With a market capitalization of Rs. 96,308.40 Crores on the day’s trade, the shares of JSW Energy Ltd rose upto 1.44 percent, reaching a high of Rs. 553.00 compared to its previous closing price of Rs. 545.10.
What Happened
JSW Energy Ltd, engaged in the business of generating power from its power assets located in Karnataka, Maharashtra, Nandyal, and Salboni, is in the spotlight in the day’s trade after one of the leading brokerage firms, Jefferies, initiated a Buy target of Rs. 660 with an upto 21 percent Upside Potential from the previous close price. Here are the reason for the rally:
Shift toward stable earnings & predictable EBITDA
JSW Energy is transitioning from volatile merchant power exposure to long-term PPAs and renewable assets. This improves visibility of cash flows and reduces earnings fluctuations, enabling more consistent EBITDA generation and making the business model more resilient to market price swings.
Lower merchant exposure (8% vs 13% YoY)
A reduced share of merchant capacity limits dependence on spot power prices, which are highly cyclical. By locking in more contracted capacity, JSW Energy reduces downside risks and ensures steadier revenue streams, supporting margin stability and improving investor confidence in earnings quality.
Aggressive capacity expansion to 30 GW by 2030
The company’s target to nearly double capacity is driven by renewable energy additions and strategic acquisitions. This scale-up positions JSW Energy to capture India’s rising power demand while benefiting from clean energy trends, ultimately driving long-term revenue and EBITDA growth.
Improving balance sheet (Net Debt/EBITDA)
With rising EBITDA and disciplined capital allocation, leverage ratios are expected to improve. Stronger operating cash flows from contracted assets will support debt servicing, reducing financial risk and enhancing the company’s ability to fund future expansion without stressing the balance sheet.
EBITDA CAGR over FY25–28E
High EBITDA growth of 41 percent is expected from capacity additions, better plant load factors, and increasing renewable share. Operating leverage from new assets and improved efficiency will amplify earnings growth, making JSW Energy one of the faster-growing players in India’s power sector over the medium term.
Financials & Others
The company’s revenue rose by 67 percent from Rs. 2,439 crore in December 2024 to Rs. 4,082 crore in December 2025. Meanwhile, the Net profit rose from Rs. 157 crore to Rs. 529 crore during the same period.

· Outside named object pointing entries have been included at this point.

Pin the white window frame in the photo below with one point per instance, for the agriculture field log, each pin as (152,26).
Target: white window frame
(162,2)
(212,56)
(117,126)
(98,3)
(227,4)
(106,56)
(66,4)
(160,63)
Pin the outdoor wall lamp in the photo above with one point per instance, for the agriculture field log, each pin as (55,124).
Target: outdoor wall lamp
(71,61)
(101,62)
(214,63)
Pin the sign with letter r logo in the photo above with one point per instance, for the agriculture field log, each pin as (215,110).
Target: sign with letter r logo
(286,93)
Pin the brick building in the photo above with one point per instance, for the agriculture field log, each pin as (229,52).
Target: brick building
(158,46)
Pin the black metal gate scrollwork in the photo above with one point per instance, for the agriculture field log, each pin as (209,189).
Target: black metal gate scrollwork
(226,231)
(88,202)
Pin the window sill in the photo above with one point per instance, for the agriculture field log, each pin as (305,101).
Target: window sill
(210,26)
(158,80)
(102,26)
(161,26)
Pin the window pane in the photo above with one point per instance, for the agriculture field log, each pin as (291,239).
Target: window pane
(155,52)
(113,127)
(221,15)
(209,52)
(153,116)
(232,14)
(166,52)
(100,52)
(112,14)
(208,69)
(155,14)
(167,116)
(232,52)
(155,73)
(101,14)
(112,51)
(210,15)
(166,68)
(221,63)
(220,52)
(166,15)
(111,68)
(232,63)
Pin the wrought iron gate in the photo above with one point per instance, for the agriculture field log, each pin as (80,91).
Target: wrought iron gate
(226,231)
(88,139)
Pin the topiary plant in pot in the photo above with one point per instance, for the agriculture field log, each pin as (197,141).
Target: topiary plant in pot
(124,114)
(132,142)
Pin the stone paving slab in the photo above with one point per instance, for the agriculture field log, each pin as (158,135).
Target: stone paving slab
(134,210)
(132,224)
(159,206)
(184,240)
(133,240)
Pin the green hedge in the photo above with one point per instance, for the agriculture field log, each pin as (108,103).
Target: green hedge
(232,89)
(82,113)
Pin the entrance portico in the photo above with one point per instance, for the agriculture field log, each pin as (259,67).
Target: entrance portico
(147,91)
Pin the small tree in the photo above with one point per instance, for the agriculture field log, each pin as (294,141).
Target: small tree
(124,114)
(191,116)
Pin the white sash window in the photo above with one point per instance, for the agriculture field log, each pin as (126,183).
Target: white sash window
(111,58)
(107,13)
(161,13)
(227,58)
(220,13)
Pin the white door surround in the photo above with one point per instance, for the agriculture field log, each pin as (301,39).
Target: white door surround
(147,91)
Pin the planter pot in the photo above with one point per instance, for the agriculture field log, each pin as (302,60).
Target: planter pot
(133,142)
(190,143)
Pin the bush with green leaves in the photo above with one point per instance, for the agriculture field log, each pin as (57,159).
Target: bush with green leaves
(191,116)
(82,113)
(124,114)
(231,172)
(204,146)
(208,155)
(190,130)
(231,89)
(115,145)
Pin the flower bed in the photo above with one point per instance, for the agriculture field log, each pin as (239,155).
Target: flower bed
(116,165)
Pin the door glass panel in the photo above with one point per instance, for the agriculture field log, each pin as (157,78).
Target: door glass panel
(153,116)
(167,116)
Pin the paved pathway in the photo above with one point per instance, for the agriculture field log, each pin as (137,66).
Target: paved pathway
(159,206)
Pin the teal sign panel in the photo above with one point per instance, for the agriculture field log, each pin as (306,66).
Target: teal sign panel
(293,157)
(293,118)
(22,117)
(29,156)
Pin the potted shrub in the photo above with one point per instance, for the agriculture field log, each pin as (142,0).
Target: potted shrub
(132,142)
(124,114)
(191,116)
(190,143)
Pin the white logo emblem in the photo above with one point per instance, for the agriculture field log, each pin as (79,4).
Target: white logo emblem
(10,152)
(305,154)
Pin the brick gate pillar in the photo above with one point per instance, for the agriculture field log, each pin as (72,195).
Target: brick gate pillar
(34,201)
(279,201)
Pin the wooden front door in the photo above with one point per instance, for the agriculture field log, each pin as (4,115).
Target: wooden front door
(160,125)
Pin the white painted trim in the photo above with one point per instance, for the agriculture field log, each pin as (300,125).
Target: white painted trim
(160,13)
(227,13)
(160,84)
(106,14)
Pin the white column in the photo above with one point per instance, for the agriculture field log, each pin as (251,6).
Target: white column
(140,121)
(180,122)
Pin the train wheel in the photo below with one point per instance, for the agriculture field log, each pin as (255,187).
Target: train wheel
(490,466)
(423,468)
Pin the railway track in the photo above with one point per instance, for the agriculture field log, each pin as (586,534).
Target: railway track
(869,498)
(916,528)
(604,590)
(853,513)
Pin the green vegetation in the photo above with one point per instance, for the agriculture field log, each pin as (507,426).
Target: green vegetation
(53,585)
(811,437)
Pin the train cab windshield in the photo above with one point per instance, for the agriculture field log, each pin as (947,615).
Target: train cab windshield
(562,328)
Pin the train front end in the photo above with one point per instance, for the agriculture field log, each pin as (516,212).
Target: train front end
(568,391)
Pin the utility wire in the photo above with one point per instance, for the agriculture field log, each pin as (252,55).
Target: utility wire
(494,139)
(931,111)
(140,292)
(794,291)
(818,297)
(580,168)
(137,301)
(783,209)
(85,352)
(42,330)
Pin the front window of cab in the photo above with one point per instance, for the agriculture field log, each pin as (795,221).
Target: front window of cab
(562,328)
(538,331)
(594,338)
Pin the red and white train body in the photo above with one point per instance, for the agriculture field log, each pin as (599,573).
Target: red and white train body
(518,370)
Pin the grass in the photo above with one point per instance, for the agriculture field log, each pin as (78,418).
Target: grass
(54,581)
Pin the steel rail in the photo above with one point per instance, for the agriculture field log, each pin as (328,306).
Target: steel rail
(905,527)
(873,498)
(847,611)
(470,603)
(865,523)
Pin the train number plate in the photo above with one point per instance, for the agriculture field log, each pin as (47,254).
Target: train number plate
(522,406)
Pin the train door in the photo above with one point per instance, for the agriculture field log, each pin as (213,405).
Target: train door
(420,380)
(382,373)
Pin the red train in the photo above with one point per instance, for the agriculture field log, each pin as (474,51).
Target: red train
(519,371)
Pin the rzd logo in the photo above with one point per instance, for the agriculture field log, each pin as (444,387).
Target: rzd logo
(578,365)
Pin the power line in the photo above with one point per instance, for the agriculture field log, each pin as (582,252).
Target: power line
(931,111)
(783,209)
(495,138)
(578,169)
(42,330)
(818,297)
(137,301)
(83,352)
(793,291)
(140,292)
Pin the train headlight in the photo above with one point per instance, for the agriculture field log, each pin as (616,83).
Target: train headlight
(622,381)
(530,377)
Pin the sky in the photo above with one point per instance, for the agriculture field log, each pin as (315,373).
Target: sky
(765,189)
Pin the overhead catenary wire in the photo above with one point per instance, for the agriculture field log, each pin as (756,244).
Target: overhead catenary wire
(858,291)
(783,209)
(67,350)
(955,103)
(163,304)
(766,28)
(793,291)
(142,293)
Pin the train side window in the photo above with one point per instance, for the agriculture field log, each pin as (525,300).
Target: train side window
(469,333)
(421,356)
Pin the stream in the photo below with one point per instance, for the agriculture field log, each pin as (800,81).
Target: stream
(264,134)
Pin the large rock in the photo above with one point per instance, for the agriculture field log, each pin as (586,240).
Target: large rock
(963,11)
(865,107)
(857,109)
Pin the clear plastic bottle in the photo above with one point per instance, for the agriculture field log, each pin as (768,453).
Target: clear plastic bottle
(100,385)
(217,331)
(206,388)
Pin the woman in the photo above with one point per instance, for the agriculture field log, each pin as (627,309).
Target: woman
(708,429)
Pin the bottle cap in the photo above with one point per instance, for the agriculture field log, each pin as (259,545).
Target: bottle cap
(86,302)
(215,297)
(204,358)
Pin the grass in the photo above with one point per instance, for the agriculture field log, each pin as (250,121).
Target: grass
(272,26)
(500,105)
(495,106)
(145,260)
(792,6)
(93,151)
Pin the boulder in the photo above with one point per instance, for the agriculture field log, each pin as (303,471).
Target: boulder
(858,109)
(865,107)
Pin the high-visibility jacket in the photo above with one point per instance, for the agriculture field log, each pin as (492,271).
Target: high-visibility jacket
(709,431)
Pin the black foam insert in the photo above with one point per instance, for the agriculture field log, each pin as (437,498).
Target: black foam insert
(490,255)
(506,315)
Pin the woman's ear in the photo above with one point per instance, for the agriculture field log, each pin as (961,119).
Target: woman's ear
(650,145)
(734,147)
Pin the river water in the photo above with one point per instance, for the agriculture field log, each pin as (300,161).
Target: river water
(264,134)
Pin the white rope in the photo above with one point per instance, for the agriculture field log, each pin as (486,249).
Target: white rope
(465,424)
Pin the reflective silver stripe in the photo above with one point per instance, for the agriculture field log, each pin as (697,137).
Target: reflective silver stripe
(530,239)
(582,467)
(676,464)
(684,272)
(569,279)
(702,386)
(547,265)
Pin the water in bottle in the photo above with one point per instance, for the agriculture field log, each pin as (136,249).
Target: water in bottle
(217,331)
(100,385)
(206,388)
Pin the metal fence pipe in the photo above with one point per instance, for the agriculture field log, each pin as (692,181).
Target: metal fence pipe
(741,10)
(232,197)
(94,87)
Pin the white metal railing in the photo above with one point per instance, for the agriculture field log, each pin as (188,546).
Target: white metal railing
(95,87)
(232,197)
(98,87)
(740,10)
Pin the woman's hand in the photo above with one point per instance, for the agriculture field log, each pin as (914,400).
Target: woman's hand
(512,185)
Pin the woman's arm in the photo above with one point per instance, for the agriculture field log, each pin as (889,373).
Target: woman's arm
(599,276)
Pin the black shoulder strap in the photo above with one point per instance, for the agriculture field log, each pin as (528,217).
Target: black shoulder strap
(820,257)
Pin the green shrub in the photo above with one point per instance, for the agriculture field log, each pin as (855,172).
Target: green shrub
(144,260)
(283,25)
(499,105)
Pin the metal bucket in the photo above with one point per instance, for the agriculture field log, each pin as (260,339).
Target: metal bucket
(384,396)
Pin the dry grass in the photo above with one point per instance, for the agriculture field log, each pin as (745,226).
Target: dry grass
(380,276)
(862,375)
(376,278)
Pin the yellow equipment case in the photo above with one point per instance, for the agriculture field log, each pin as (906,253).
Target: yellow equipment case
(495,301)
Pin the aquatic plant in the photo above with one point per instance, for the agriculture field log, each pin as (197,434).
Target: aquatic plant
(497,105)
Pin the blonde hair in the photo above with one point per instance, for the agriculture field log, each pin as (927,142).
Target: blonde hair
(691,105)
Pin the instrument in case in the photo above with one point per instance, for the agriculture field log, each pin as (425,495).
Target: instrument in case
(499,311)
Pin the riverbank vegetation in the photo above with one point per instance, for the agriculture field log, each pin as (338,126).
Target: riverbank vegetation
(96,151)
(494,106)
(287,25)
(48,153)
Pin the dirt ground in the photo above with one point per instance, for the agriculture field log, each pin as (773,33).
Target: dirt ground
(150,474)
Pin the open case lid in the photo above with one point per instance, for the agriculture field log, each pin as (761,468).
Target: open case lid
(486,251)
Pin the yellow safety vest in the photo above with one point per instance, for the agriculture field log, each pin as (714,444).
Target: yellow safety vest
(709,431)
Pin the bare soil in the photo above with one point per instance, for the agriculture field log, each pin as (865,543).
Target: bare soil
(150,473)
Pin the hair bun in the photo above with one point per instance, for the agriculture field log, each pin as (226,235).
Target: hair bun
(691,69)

The company expanded its generation capacity by adding 5.2 GW over the past 12 months, along with an additional 125 MW in Q3 FY26, reflecting consistent growth in its power assets. This capacity addition strengthens its overall portfolio and supports future demand growth.
Operationally, net generation rose 65% YoY to 11.1 BUs, driven by contributions from key plants and new capacity. Renewable energy output nearly doubled (+96% YoY) to 3.2 BUs, while thermal generation grew 55% to 7.9 BUs. Short-term volumes also jumped 73% to 2.0 BUs due to higher use of domestic coal-based capacity.
The company shows moderate profitability with a ROCE of 6.49% and ROE of 7.41%, indicating limited but steady efficiency in using its capital and equity. It also maintains a healthy dividend payout of 19.7%, reflecting a consistent return of profits to shareholders despite modest overall returns.
It has a total generation capacity target of 30 GW by 2030, with 32.1 GW already locked in. The locked-in capacity is well diversified across segments, including utility scale (25,258 MW), group captive & C&I (5,715 MW), and merchant power (1,090 MW).
The energy mix is also balanced across technologies, with thermal contributing 10,658 MW (33%), hybrid 7,092 MW (22%), solar 6,523 MW (20%), wind 6,009 MW (19%), and hydro 1,781 MW (6%). This reflects a strong push toward a diversified and renewable-heavy portfolio.